Callers must not mutate it, matching the CPython rule that AS_STRING is read-only
on a non-builder object.
_PyBytesWriter: incremental construction
CPython codec writers and the escape decoder avoid repeated realloc by using
_PyBytesWriter as a scratch buffer that starts on the C stack:
// Objects/bytesobject.c (simplified)
_PyBytesWriter writer;
_PyBytesWriter_Init(&writer);
char *p = _PyBytesWriter_Alloc(&writer, estimated_size);
// ... fill p ...
return _PyBytesWriter_Finish(&writer, p);
When the initial estimate fits, no heap allocation happens at all. When it overflows,
_PyBytesWriter_Prepare calls realloc and updates p. gopy achieves the same
goal with strings.Builder, which uses a []byte slice that grows via append:
// objects/bytes_methods_wrap.go (example pattern)
var b strings.Builder
b.Grow(estimated)
// ... write to b ...
return NewBytesFromString(b.String()), nil
The difference is that strings.Builder always allocates on the heap; the stack
optimisation is lost.

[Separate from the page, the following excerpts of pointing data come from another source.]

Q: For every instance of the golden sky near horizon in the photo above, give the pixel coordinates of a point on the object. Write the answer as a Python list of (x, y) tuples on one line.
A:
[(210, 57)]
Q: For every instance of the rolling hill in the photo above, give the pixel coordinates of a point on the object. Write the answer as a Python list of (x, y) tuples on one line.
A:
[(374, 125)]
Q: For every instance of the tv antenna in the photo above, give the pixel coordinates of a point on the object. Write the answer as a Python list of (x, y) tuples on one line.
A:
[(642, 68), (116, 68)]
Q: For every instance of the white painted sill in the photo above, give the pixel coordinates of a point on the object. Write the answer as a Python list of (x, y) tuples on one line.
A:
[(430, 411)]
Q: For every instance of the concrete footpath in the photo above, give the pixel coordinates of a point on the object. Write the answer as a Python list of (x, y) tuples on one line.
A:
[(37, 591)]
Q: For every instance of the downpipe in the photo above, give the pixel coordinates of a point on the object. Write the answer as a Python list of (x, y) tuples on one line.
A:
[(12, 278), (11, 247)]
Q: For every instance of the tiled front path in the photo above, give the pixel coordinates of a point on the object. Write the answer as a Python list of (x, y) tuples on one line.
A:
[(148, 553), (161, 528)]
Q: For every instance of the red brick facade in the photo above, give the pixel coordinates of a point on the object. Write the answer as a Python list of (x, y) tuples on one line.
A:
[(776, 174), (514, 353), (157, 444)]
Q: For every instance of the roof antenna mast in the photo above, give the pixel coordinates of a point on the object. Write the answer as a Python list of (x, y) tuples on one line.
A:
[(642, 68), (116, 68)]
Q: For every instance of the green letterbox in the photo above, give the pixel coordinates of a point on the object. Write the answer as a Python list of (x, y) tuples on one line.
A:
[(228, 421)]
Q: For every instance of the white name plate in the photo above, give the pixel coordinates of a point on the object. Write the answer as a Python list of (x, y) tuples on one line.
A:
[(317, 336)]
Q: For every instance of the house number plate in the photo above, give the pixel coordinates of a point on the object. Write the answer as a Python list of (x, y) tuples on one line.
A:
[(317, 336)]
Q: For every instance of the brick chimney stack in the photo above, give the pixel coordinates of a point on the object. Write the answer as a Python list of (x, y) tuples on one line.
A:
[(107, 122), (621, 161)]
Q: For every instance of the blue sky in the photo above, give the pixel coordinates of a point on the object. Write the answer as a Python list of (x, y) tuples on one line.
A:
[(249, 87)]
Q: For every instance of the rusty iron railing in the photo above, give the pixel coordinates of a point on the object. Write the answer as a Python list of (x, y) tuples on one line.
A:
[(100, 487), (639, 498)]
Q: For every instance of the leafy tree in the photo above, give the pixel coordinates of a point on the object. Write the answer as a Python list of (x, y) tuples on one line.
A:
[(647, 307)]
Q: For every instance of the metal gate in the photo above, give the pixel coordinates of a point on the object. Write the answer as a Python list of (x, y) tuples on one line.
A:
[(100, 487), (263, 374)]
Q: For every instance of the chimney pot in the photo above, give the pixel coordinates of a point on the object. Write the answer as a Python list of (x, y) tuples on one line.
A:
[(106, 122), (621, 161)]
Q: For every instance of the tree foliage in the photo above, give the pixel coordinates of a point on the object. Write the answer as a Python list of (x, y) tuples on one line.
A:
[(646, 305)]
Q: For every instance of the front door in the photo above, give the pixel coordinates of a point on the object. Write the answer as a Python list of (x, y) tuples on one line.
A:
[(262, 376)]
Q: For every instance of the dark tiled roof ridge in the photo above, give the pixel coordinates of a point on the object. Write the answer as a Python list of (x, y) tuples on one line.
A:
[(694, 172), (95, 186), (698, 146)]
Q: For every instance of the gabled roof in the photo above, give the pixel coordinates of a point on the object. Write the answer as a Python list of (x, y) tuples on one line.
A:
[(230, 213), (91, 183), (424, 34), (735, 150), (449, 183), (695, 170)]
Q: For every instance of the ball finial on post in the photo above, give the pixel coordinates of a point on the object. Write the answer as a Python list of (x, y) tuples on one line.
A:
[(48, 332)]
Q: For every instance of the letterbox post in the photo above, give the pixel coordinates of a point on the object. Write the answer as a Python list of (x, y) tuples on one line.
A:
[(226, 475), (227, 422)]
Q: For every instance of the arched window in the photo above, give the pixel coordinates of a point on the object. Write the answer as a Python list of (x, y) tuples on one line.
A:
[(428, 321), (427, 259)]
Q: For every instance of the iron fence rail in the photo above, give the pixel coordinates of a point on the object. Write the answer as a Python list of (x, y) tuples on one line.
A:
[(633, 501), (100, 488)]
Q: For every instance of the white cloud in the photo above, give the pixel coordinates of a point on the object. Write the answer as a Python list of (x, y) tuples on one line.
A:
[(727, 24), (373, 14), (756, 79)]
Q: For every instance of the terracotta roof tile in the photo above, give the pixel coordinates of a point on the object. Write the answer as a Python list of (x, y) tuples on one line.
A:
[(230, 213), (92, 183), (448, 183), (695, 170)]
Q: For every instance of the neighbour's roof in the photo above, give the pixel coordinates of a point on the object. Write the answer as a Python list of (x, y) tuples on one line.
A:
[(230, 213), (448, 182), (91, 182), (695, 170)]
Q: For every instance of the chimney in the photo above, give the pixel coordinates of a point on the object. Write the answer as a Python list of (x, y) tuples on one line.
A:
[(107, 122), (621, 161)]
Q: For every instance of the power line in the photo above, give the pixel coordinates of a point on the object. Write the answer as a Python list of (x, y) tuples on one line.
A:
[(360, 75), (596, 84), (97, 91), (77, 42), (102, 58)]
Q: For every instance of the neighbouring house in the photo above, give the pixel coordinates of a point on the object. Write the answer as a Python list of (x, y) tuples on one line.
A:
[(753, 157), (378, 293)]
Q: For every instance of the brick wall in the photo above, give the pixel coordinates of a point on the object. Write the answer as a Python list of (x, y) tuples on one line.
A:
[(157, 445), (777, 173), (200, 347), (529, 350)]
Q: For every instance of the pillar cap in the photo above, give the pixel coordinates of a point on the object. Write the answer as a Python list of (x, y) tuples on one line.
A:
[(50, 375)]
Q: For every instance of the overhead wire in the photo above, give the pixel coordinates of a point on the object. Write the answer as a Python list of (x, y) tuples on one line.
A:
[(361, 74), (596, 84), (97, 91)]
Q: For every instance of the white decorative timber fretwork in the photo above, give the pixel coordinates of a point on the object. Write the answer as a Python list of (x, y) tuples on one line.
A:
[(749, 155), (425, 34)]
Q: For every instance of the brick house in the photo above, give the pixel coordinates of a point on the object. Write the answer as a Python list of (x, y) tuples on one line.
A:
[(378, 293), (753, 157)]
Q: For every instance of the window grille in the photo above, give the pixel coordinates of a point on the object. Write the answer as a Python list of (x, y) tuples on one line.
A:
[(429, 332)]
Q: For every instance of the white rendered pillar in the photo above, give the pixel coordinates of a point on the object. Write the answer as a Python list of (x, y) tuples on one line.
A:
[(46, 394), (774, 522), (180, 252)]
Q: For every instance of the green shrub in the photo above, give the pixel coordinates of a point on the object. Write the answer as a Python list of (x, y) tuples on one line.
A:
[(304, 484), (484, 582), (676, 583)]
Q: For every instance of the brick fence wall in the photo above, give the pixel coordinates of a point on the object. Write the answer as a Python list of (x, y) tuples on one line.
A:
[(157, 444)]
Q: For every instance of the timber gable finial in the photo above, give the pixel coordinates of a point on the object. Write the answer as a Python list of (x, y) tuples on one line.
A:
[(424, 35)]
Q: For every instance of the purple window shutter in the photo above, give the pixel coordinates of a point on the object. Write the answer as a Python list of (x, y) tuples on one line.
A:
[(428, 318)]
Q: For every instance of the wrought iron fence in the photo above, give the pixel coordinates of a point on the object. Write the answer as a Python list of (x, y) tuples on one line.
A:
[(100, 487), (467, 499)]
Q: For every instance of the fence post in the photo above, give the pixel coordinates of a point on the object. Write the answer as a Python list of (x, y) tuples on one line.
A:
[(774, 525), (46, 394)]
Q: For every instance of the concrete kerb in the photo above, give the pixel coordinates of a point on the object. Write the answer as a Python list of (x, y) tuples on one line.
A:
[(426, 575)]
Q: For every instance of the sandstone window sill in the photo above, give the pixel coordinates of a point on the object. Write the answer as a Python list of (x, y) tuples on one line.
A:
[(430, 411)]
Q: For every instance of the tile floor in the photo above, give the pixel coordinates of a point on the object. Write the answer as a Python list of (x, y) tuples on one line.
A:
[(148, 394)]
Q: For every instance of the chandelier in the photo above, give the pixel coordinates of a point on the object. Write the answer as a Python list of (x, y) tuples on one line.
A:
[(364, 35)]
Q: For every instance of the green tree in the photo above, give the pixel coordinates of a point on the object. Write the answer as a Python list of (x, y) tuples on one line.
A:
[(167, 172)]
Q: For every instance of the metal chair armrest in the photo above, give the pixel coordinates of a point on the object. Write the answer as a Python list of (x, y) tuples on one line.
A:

This is acceptable for correctness but may matter in hot paths
that produce many small bytes objects.
_PyBytes_DecodeEscape
_PyBytes_DecodeEscape processes a raw bytes literal, resolving \n, \t, \xNN,
\0oo octal, and the \N{...} / \uXXXX / \UXXXXXXXX forms that are invalid in
bytes literals (raising DeprecationWarning when they appear). gopy ports this in
parser/string/decode.go:
// parser/string/decode.go:141
// CPython: Objects/bytesobject.c _PyBytes_DecodeEscape
func decodeBytesEscape(src []byte) ([]byte, error) { ... }
gopy mirror
| CPython symbol | Go identifier | File |
|---|---|---|
PyBytesObject | Bytes | objects/bytes.go |
PyBytes_AS_STRING | Bytes.Bytes() | objects/bytes.go |
PyBytes_GET_SIZE | Bytes.Len() | objects/bytes.go |
PyBytes_FromStringAndSize | NewBytes | objects/bytes.go |
PyBytes_FromString | NewBytesFromString | objects/bytes.go |
bytes_repr | bytesRepr (unexported) | objects/bytes.go |
bytes_hash | bytesHash (unexported) | objects/bytes.go |
bytes_richcompare | bytesRichCmp (unexported) | objects/bytes.go |
_PyBytes_DecodeEscape | decodeBytesEscape | parser/string/decode.go |
_PyBytesWriter | (not ported; uses strings.Builder) | |
_PyBytes_Resize | (not ported) | |
_PyBytes_FormatEx | (not ported) |
CPython 3.14 changes
3.14 promotes _PyBytesWriter internals further into Include/internal/ and away
from the semi-public cpython/ tier; extension authors who relied on it are expected
to switch to PyBytes_FromStringAndSize + PyBytes_Concat. The _PyBytes_FormatEx
signature gained an extra Py_ssize_t * out-parameter for the written length.
PyBytes_AS_STRING and PyBytes_GET_SIZE remain stable macros in the cpython/
header because the stable ABI needs them for inline expansion.